Un ADHERENT COMPENSATEUR, c’est quoi ?
L’adhérent compensateur est un organisme financier chargé de sécuriser le fonctionnement des marchés à terme. Il gère l’intégralité des flux financiers des contrats Euronext blé tendre, maïs et colza. Chaque opérateur qui achète et/ou vend des lots (voire des options) doit disposer d’un compte Euronext, ouvert la plupart du temps auprès d’un adhérent compensateur. Il peut s’agir d’une banque : Crédit agricole, Société générale, BNP Paribas, etc. Les adhérents compensateurs collectent les dépôts de garantie (Initial-Margin - IM) ainsi que les appels de marges (Variations Margins - VM), pour les reverser immédiatement à la chambre de compensation. Il en existe de types vendeur et acheteur. Du côté des vendeurs, la majorité de leurs clients (coopératives, négoces, agriculteurs, fonds…) possèdent des positions dites « courtes » sur les contrats à terme, mais sont « longs » sur le marché physique. Pour les acheteurs (meuniers, fabricants d’aliments pour animaux, fonds, etc.), c’est l’inverse.

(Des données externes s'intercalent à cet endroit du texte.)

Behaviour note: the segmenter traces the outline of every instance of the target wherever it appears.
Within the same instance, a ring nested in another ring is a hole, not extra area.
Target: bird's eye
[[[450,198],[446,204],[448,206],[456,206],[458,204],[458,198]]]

Deuxièmement, le SPAN analysait la volatilité produit par produit, alors que la CVAR raisonne par portefeuille. « Le modèle SPAN analyse la volatilité du contrat à terme blé tendre pour l’échéance septembre uniquement, alors que la CVAR, plus holistique, va le faire pour septembre, décembre, mars… Elle mesurera également la volatilité sur les contrats maïs, colza et blé tendre, car il y a souvent une corrélation entre ces produits », argue Camille Beudin.
Mais tout le monde n’est pas totalement satisfait par les conditions de baisse des coûts d’utilisation des contrats à terme Euronext permises par la CVAR. S’il admet un recul effectif des frais dans l’ensemble, un autre intervenant désireux de conserver l’anonymat estime que l’objectif de « 20 % paraît trop ambitieux. Dès qu’il y a beaucoup de volatilité, la réduction des frais est très faible, voire se convertit en hausse. »
Un organisme compensateur, Caceis, filiale des groupes bancaires Crédit agricole et Santander, gérant les comptes de nombreux vendeurs français, partage plutôt cette vision.
Différence de traitement entre acheteurs et vendeurs
Le compensateur corrobore les avantages techniques de la CVAR par rapport au SPAN : analyse holistique et suivi au jour le jour de la volatilité. Mais si le montant des capitaux à mobiliser peut s’avérer plus faible, le compensateur indique que ce n’est pas le cas en toutes circonstances. « L’impact positif de la CVAR dépend de l’exposition du client sur le Matif [Euronext] et du contexte de marché en matière de volatilité et de prix de la marchandise. Une meilleure évaluation du risque lié à la volatilité n’induit pas nécessairement une baisse du coût de portage des contrats à terme. Par exemple, fin mai, soit plus d’un mois avant la migration sur Euronext Clearing [voir encadré], nous constations avec la CVAR une hausse des IM pour nos clients en pleine période de chocs de prix », pointe Jean-Loïc Bégué-Turon, responsable clients matières premières agricoles au sein de Caceis.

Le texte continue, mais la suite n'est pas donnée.